Last week Senator John McCain gave a passionate speech on the Senate floor dispelling rumors that information leading to the assassination of Osama Bin Laden was garnered from the "enhanced interrogation" method known as waterboarding, or more accurately, torture. Senator McCain was a prisoner of war in Vietnam for 5 1/2 years and was subjected to torture at the hands of his captors during this period, if anybody holding elected office today is an authority on torture and its effectiveness it is John McCain. Not so according to former Senator Rick Santorum, a 2012 Republican Party presidential hopeful, who claims in during a radio interview conducted Tuesday that "everything I've read shows that we would not have gotten this information as to who this man was if it had not been gotten from information from people who were subjected to enhanced interrogation." He went on to add "he (McCain) doesn't understand how enhanced interrogation works."
Of course Mr. Santorum is no longer in government and would not be privy to any official information regarding the assassination of OBL or the discovery of information leading the US to Bin Laden, but like most other public figures who are no longer in government he claims to know for certain that torture played a vital role in our killing of Bin Laden. The fact that John McCain is a sitting US Senator and that his floor speech was based on information given to him directly by CIA Director Leon Panetta seems to be of no consequence to Mr. Santorum.
I can fully understand former Bush administration officials who proclaim that torture led us to Bin Laden, they violated US and international law by waterboarding detainees and don't want their legacy to be that their policies not only didn't lead us to Bin Laden but hindered our efforts in obtaining vital information and put the lives of our troops in Iraq and Afghanistan at greater risk. They are willing to continue to lie even when presented with factual evidence of events leading to the raid by SEAL Team Six in an effort to save face. But I fail to understand why Rick Santorum would even address this issue, the politically safe thing would be to congratulate those involved in killing OBL and leave it at that. Yet Mr. Santorum sees the need to align himself with a position held by an unpopular former administration and to slander a respected Senator and former POW in the process. And Mr. Santorum does this with absolutely no evidence to support his position, even when presented with the facts provided by CIA Director Panetta that not only was the prisoner who fingered Bin Laden's messenger Abu Ahmed al-Kuwaiti not waterboarded, the US wasn't even in possession of nor interrogated said prisoner.
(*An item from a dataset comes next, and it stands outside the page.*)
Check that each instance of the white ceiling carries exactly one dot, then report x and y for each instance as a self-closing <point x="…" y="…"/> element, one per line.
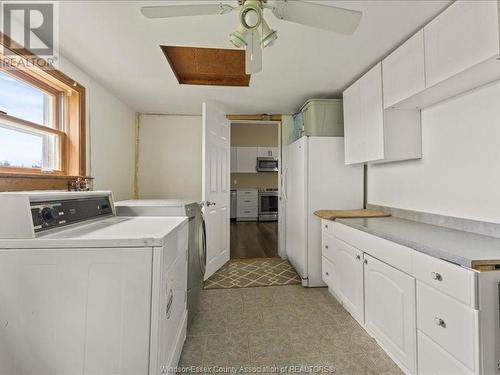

I have yet to see a current or former interrogator support waterboarding methods, most all of them agree that torture did not lead us to Bin Laden and that techniques such as waterboarding hinder our intelligence gathering efforts. Yet some media outlets give credence to those former politicians who never participated in interrogations nor have any intelligence experience over those who actually interrogate or have interrogated prisoners. Not only is Mr. Santorum wrong factually he is wrong to claim that a former POW who was subjected to torture "doesn't understand how enhanced interrogation works." It is because of this that we must demand that Rick Santorum apologize not only to Senator McCain but those members of our armed forces and intelligence services who know first-hand that waterboarding doesn't work. He cannot be taken seriously as a candidate for president until he's willing to embrace the facts.